As of July 2020, the program is projected to generate over $6.2 billion in total production spending throughout its five-year duration. The new legislation also introduces a provision to make the tax credits refundable if the accrued credit amount exceeds the tax owed, benefiting companies like Netflix.
In addition to the extension of the program, the bill includes new safety protocols that require production companies receiving tax credits to hire safety staff, implement set safety measures, and submit safety reports. These safety rules include restrictions on the use of firearms and ammunition on motion picture productions. Inspired by the tragic shooting incident on the set of Alec Baldwin’s film “Rust” in New Mexico, the bill incorporates language from a previous bill authored by state Sen. Dave Cortese (D-San Jose).

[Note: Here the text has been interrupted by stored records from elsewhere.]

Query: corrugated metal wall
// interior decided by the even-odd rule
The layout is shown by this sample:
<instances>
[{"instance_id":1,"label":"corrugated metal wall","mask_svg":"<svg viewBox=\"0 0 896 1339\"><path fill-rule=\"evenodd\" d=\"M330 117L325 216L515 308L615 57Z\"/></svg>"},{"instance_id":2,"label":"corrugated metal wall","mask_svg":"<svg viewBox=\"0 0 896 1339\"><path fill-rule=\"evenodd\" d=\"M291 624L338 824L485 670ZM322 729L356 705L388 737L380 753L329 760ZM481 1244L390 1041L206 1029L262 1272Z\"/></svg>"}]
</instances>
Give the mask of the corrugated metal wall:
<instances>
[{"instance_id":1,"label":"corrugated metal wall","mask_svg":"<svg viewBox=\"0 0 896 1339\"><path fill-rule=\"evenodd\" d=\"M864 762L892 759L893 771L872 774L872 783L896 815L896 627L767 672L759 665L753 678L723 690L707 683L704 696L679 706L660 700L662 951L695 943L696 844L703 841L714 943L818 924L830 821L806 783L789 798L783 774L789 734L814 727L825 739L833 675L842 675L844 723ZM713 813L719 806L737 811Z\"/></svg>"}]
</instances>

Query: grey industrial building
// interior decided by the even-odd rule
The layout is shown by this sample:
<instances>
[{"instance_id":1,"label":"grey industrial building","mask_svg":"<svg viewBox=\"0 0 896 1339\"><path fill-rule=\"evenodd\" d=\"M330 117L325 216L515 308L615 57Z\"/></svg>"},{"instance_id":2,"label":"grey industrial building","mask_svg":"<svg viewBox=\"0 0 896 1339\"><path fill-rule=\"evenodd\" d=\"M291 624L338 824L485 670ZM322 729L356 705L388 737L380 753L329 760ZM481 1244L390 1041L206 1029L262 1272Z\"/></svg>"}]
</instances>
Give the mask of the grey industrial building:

Furthermore, the legislation provides an opportunity for production companies to obtain additional tax credits by submitting diversity plans that include goals related to race, ethnicity, gender, and disability. As part of the bill, the Film Commission will add a board member who is an expert in diversity, equity, and inclusion and employed in the motion picture industry.
The passage of this legislation reflects California’s commitment to supporting and enhancing the film and television production industry in the state. By offering tax credits, implementing safety measures, and promoting diversity and inclusion, California aims to maintain its status as a premier destination for entertainment production and generate significant economic benefits.